Shutdown eroding consumer confidence
WASHINGTON — The government shutdown and a late-year slump in the stock market have eroded Americans’ optimism for the economy and support for President Donald Trump’s economic policies, new surveys show.
The decline in confidence is widespread — among Democrats and Republicans, high and low earners — and it suggests mounting danger for Trump and the economic expansion that he claims as a strong point of his presidency. Sustained drops in confidence often signal dampened consumer spending in the months ahead, and can be the precursor to broader economic downturns.
On Friday, the University of Michigan’s consumer sentiment index fell to the lowest point of the Trump presidency, well below forecasters’ expectations. Analysts attributed the drop largely to the partial government shutdown that has entered its fifth week.

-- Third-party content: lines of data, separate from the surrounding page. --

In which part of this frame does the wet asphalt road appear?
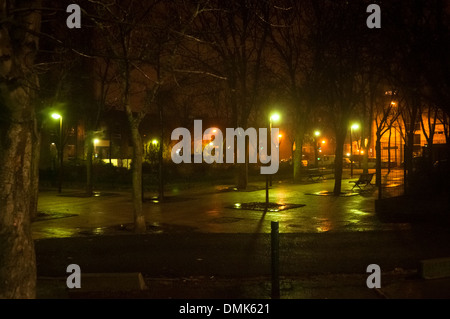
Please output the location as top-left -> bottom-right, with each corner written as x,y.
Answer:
35,225 -> 450,277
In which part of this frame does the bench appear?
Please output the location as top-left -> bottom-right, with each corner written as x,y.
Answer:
307,168 -> 325,182
350,173 -> 374,190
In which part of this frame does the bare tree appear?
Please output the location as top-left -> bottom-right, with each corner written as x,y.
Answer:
0,1 -> 41,299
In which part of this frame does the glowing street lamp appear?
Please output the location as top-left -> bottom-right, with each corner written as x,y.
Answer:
51,113 -> 64,193
350,123 -> 359,178
266,112 -> 281,210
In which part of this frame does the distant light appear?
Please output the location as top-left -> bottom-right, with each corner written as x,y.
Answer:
270,113 -> 281,122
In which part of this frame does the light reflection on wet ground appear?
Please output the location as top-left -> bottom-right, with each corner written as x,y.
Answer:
32,180 -> 408,238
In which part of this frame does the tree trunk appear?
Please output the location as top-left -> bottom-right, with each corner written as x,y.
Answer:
0,0 -> 40,299
0,123 -> 36,299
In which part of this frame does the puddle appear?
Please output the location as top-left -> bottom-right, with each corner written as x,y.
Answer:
226,202 -> 306,212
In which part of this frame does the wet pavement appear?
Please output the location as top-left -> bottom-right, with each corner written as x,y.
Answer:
32,172 -> 450,299
33,180 -> 408,239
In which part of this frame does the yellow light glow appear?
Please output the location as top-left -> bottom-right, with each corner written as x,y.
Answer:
270,113 -> 281,122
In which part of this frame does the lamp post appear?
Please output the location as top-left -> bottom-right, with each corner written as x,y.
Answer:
314,131 -> 320,168
350,124 -> 359,178
266,113 -> 280,210
52,113 -> 64,193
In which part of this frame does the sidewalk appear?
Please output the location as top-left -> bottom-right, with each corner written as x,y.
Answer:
32,180 -> 450,299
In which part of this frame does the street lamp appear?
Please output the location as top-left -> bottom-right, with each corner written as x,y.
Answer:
51,113 -> 63,193
93,138 -> 100,158
266,113 -> 281,210
350,123 -> 359,178
314,131 -> 320,168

Economic confidence also fell, across nearly all demographic groups, in a poll conducted this month for The New York Times by the online research firm SurveyMonkey.
The SurveyMonkey poll found that Americans remained relatively upbeat about their personal finances, particularly Democrats and independents, whose assessment of their family’s economic situation has brightened since the November elections. But a wide swath of respondents reported increasing worries about the economy overall.

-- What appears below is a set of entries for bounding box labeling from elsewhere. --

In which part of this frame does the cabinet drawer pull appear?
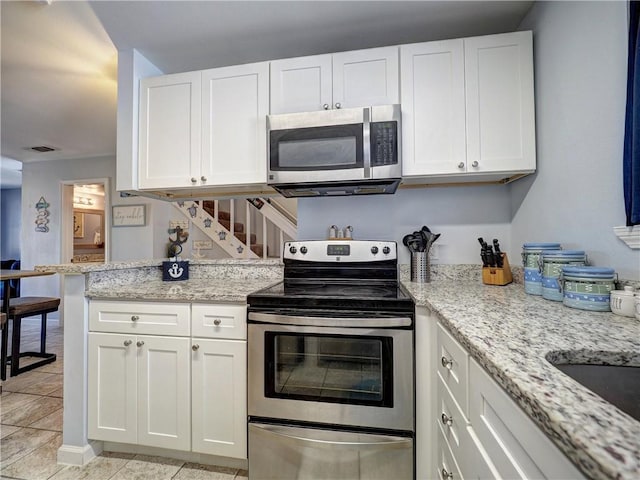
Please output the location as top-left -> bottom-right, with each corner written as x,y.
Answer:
440,355 -> 453,370
440,412 -> 453,427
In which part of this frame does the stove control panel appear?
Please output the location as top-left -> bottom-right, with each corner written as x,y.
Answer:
283,240 -> 397,262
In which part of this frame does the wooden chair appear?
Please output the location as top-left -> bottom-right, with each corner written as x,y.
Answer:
1,297 -> 60,380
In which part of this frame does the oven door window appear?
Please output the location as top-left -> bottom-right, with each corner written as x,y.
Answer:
265,332 -> 393,407
269,124 -> 363,172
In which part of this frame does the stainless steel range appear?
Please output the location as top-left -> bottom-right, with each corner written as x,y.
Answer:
248,241 -> 415,480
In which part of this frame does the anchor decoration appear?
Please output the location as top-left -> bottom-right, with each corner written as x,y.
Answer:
187,203 -> 198,218
35,197 -> 49,233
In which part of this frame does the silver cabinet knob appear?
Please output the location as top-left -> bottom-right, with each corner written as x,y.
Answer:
440,356 -> 453,370
440,412 -> 453,427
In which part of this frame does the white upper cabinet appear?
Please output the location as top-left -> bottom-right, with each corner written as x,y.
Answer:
271,47 -> 400,114
200,62 -> 269,185
138,72 -> 202,189
464,32 -> 536,172
400,32 -> 536,181
138,62 -> 269,189
400,39 -> 466,175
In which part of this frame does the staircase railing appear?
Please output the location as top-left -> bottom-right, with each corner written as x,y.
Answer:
173,198 -> 298,259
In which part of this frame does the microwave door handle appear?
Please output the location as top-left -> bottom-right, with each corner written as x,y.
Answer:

Nearly a third of respondents to the poll said the U.S. economy was worse off than it was a year earlier. That’s up from less than a quarter of respondents in January 2018. And respondents were nearly as likely to say that the next five years will bring “periods of widespread unemployment or depression” as “continuous good times economically.” As recently as November, optimists outnumbered pessimists on that question by more than 10 percentage points.
The Michigan survey found something similar: Respondents were still fairly positive about the current state of the economy, but far more negative about the future.
Jim O’Sullivan, chief U.S. economist for High Frequency Economics, called the shutdown a “key factor” in the declining Michigan sentiment numbers.
He also noted what could be seen as a hopeful prospect for the Trump administration: that history suggests confidence rebounds after shutdowns end. But he cautioned that the current shutdown had already outlasted any previous one.